AT+DSCONFIG=15000,15000
During the active phase, lora-at connects to bluetooth server, receives the next power-up schedule and goes to sleep again.
- Energy consumption strongly depends on the speed of connection to the bluetooth server. Moreover, sometimes it takes 2 seconds, and sometimes 7. Because of such instability, it is difficult to draw any conclusions
- nergy consumption varies quite a lot: from 474.6мКл mC (C++ version) to 179.2mC (C version)
- C++ startup time is slightly less. ~500ms vs ~664ms. However, I have never been able to get less than 7 seconds to connect using the C++ version. Perhaps it missed some bluetooth event and had to wait for a retransmission from the server.
Energy consumption in deep sleep mode is 1.7mA. This is about a million times more than the theoretical minimum of the ESP32. I spent about 2 weeks trying to figure out what the problem was. After all the tricks, I managed to reduce the consumption to 10µA.
Operation at low frequencies
ESP32 can operate at both 240MHz and 80MHz. Obviously, this reduces energy consumption by running slower. But does it matter if SPI bus works at 3Mhz?
Operating mode | Average current consumption (C) | Average current consumption (C++) |
---|---|---|
240Мгц | 48.27 | 73.36 |
160Мгц | 35.81 | 50.64 |
80Мгц | 26.38 | 39.44 |
- As expected, the lower the microcontroller frequency, the lower the power consumption
- Sometimes I was able to get even lower values, but I couldn’t figure out how to reproduce them
By the way, the difference between the C and C++ versions is related to how events are processed. In the C version, all processing occurs in separate FreeRTOS tasks. I’m not even using the main task:
I (595) main_task: Returned from app_main()

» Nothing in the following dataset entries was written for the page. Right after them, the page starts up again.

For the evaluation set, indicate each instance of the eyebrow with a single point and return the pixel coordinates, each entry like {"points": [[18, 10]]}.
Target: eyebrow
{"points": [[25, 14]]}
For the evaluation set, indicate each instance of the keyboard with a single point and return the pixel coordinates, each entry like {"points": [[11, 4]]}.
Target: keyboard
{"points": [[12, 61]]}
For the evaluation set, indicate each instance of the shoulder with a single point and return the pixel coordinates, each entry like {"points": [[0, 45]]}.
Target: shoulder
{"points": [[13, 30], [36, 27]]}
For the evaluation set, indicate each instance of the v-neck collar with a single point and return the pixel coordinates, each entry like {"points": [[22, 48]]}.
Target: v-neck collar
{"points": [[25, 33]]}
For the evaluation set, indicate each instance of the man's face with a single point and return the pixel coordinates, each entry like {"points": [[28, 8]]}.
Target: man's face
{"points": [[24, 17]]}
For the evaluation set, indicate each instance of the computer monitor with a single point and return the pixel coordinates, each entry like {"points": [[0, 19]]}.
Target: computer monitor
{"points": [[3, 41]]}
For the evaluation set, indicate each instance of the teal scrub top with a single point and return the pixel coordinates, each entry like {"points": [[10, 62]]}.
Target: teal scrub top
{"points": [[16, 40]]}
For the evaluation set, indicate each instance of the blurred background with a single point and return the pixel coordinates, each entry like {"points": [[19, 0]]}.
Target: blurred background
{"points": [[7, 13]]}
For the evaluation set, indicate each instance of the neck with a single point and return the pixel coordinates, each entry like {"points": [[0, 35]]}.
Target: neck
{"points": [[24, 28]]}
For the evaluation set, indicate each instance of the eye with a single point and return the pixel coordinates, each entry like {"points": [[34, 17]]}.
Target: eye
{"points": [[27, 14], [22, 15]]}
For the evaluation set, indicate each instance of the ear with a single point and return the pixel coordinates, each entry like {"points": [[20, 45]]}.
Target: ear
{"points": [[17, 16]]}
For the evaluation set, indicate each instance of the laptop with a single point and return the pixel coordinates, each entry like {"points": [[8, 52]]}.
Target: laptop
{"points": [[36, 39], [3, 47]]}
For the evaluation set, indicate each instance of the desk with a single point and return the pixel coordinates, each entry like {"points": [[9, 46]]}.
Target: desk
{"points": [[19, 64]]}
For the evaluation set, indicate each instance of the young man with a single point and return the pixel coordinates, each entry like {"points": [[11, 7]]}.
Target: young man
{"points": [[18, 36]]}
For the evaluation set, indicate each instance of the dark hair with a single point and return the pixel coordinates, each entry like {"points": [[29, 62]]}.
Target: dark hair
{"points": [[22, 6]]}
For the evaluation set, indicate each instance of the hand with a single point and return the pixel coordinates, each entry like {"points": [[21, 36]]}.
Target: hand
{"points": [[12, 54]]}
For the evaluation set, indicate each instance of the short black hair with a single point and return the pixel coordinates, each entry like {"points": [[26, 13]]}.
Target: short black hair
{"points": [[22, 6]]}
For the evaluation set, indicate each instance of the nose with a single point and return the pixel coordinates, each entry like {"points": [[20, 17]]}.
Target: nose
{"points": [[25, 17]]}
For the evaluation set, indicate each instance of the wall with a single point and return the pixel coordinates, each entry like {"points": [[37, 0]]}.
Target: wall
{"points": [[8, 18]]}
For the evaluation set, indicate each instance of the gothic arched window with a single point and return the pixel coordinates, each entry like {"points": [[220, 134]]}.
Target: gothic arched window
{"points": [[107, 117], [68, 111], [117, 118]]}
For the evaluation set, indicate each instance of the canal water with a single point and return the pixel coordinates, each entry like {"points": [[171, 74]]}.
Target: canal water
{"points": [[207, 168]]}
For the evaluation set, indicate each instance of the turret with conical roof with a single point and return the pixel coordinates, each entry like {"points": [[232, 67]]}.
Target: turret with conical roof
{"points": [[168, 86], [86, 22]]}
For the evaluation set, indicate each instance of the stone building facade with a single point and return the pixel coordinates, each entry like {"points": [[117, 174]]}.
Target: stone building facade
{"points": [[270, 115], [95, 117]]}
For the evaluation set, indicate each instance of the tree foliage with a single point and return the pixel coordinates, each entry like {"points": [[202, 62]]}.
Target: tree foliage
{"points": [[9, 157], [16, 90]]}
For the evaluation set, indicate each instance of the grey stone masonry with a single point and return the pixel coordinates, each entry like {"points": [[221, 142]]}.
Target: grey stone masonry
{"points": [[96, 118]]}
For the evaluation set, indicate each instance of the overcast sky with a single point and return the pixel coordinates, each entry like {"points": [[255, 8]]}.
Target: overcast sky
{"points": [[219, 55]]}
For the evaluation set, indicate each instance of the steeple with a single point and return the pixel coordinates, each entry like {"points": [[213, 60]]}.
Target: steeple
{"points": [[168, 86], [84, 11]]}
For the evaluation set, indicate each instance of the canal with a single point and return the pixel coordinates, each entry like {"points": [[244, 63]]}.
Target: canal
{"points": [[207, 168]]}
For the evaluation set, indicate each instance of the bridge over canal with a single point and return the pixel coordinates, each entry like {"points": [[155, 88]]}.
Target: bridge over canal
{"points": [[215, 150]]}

But the C++ version checks events in an infinite loop. If I add a similar cycle to the C version, the energy consumption will be the same:
uint64_t counter = 0;
uint64_t active = 1000000;
while (true) {
counter++;
if (counter == active) {
counter = 0;
vTaskDelay(pdMS_TO_TICKS(5000));
}
}
UART interrupt handling
I enjoyed fiddling with energy consumption so much that I decided to measure completely strange things. For example, I became interested in how much energy is spent processing the received symbol via UART. The greatly enlarged graph looks like this:
- Each press causes a jump in current consumption of approximately 10mA and lasts approximately 1.4ms
- It’s not very clear why there are two jumps
- If you put several characters into the buffer at once using CMD+V, this will generate one interrupt and a very similar graph
If 37.32 µC are spent in 1.4 ms, and 35.11 µC are spent in idle mode during the same time, then pressing the button costs 2.21 µC.
Conclusions
- C code is on average more energy efficient by using FreeRTOS tasks rather than an infinite loop
- Using the energy consumption graph, you can find bugs in the code
- Bluetooth Low Energy is not the most predictable protocol in terms of energy consumption
- Even if the deep sleep code is called correctly, this does not guarantee that the device actually consumes little power. We need to measure!